Monday, September 27, 2010

What I Learned Today: Study Habits

A 9/6/10 article in the NYT talked about new research on study habits and retention of material.  One is related to not using the same space to study.  By moving locations (we think) the brain creates associations between background information and the information studied, thereby making it easier to recall the information.

Anecdotally, I've known this to be true for me, as I am often more focused and retain more info when I am away from my offices (home and work), on a plane or in an out of town hotel.

The 2nd retention notion is to vary the material that is studied in one sitting.  If studying a foreign language, read, study vocabulary, practice speaking out loud.  Apparently musicians have known this for years.

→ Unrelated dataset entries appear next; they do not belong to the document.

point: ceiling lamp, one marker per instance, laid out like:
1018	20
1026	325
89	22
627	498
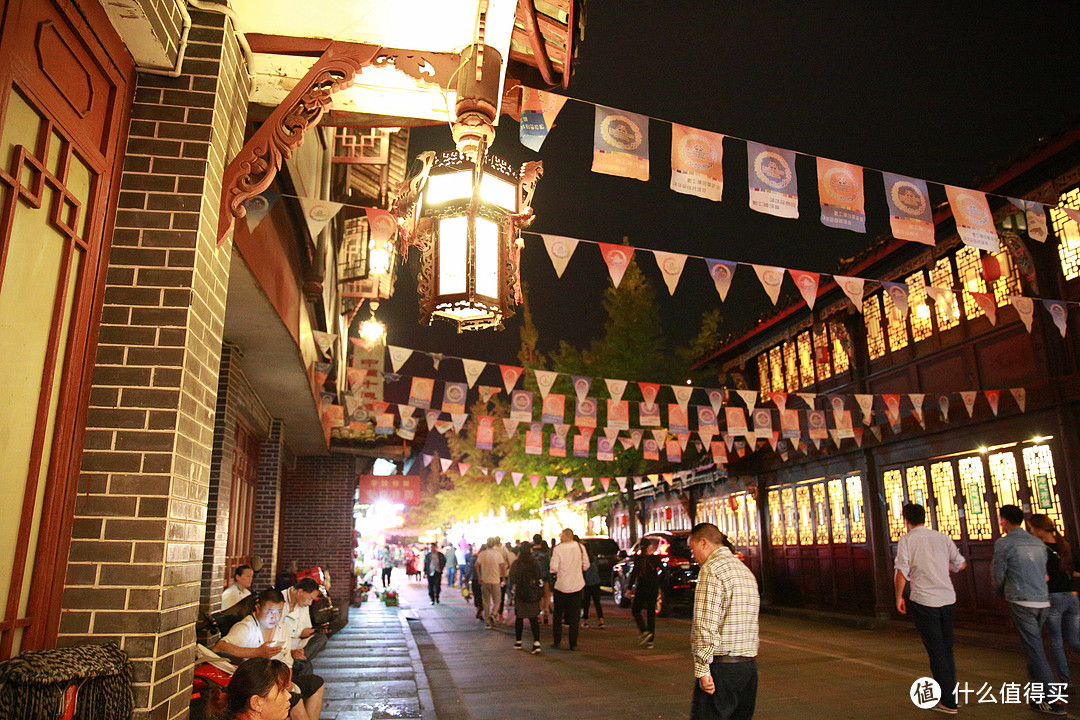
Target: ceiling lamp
464	209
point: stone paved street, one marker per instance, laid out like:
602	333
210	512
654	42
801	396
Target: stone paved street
808	668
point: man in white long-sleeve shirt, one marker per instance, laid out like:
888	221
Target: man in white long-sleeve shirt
568	564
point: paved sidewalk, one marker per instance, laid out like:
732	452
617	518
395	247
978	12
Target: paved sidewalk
373	668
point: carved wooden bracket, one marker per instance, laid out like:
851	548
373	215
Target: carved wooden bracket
256	165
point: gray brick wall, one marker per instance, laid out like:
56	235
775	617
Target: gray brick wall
135	567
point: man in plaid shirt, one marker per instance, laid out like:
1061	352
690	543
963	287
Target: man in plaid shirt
724	635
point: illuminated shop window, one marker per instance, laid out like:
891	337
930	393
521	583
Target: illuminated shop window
791	366
806	521
875	337
763	372
970	270
806	360
777	368
856	517
821	340
1068	232
791	521
893	481
973	489
838	515
946	513
1042	481
821	513
840	340
1003	477
895	325
777	515
948	313
918	309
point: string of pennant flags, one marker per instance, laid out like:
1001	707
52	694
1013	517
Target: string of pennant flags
621	148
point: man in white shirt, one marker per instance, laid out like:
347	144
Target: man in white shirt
264	635
568	564
490	569
925	558
241	586
307	642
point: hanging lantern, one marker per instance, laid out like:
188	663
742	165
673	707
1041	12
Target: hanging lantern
464	209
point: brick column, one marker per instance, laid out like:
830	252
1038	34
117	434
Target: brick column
137	541
268	504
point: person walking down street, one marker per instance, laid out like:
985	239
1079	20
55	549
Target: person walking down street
724	634
434	561
490	568
645	580
1063	621
542	555
451	565
525	580
1018	570
925	558
568	565
592	593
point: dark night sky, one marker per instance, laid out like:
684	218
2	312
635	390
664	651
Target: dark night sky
945	92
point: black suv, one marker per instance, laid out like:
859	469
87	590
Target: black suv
678	570
605	552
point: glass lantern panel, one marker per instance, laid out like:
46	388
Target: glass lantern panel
487	258
453	247
451	186
498	191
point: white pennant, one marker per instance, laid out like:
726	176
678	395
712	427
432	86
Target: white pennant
772	280
397	356
544	380
671	266
473	368
616	388
559	249
853	288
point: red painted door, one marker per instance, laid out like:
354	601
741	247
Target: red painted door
65	82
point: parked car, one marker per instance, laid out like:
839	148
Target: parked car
605	552
678	571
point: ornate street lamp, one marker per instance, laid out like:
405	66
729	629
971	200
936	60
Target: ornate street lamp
466	209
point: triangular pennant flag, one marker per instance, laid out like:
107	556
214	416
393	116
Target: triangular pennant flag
987	304
780	399
258	207
1025	308
473	368
750	398
772	280
721	272
617	258
318	213
807	282
510	376
559	249
671	267
898	293
649	391
853	288
581	385
544	380
1060	314
969	401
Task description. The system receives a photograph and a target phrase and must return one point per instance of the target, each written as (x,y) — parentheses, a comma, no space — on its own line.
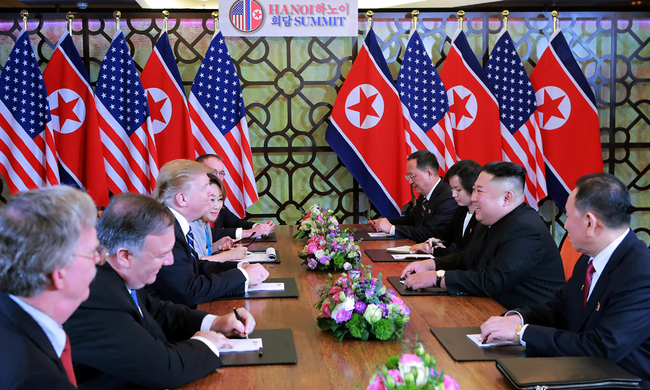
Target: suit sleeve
(622,321)
(518,252)
(182,284)
(119,346)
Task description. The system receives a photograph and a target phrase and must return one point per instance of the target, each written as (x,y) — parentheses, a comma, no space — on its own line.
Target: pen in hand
(234,309)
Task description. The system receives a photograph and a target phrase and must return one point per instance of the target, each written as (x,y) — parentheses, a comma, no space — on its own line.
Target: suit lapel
(603,280)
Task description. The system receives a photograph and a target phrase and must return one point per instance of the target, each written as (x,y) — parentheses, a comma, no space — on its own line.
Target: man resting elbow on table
(121,337)
(604,309)
(511,257)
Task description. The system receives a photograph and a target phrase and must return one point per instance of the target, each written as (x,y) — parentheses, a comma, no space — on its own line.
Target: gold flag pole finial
(166,19)
(70,17)
(24,14)
(117,15)
(414,14)
(369,16)
(215,17)
(460,14)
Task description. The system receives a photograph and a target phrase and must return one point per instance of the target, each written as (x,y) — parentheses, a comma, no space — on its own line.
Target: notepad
(243,345)
(267,287)
(476,338)
(401,249)
(414,256)
(379,234)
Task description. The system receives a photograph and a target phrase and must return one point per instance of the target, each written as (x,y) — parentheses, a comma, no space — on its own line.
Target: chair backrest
(569,256)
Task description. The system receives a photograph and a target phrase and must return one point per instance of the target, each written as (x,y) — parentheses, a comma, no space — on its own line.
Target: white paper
(476,338)
(415,256)
(379,234)
(267,287)
(400,249)
(243,345)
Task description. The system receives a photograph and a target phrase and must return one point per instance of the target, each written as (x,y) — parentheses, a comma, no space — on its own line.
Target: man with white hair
(511,257)
(48,253)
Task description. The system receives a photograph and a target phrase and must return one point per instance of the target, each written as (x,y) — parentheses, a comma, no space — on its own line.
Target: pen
(234,309)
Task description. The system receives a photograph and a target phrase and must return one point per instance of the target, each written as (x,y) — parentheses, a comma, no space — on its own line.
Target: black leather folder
(402,290)
(462,349)
(290,291)
(278,349)
(559,373)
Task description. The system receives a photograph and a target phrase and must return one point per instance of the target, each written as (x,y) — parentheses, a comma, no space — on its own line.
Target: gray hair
(129,219)
(177,176)
(39,231)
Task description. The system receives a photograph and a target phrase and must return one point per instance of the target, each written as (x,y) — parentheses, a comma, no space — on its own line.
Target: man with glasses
(123,338)
(227,223)
(48,252)
(434,208)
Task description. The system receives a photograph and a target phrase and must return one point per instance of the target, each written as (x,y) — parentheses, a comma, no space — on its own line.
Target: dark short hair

I have a couple of students right now who show me the notes they've taken on the chapter, and then when it comes to taking the quiz, their minds go blank.  I may talk more with them about how they are studying the material.

Thursday, September 23, 2010

What I Learned Today: Planet Narnia

Over the past few days I've been pondering the Chronicles of Narnia and the latest finding about them from Dr. Michael Ward.  He is a C.S. Lewis scholar and in his new book Planet Narnia, he "...argues that Lewis secretly constructed the Chronicles of Narnia out of the imagery associated with the seven heavens of the medieval cosmos." 

This is interesting enough to me, but what's really intriguing to me is that for years I recall reading that J.R.R. Tolkien, Lewis' good friend, didn't think much of the Narnia books.  He thought they were dashed off too quickly and not well written (probably from Humphrey Carpenter's The Inklings).  So, for all these years, I too thought similar things about the books.  

I'm not suggesting that I would have found the seven heavens motif if I had thought on my own, but I am saying that I allowed someone, other than the author, to influence my thinking in such a way that I never even remotely considered other possibilities.

Gulp: what other unknown unknowns am I unaware I should be aware of?

Monday, August 30, 2010

What I Learned Today: Thinking, Part Deux

More from William Deresiewicz's article on leadership and solitude, focusing again on thinking:

"I find for myself that my first thought is never my best thought. My first thought is always someone else’s; it’s always what I’ve already heard about the subject, always the conventional wisdom. It’s only by concentrating, sticking to the question, being patient, letting all the parts of my mind come into play, that I arrive at an original idea. 

By giving my brain a chance to make associations, draw connections, take me by surprise. And often even that idea doesn’t turn out to be very good. I need time to think about it, too, to make mistakes and recognize them, to make false starts and correct them, to outlast my impulses, to defeat my desire to declare the job done and move on to the next thing."

My favorite book on Critical Thinking is by Gerald Nosich: Learning to Think Things Through: A Guide to Critical Thinking Across the Curriculum, because it includes this simple definition of critical thinking, something like "Critical thinking is thinking about our thinking in order to improve it."  It has very clear and understandable chapters on the elements and standards of critical thinking, thinking like your discipline, and how to realize that what you learn in school is not just "school stuff."

What Deresiewicz is writing about, seems to me, are some of the things we must do in order to start the process of critical thinking.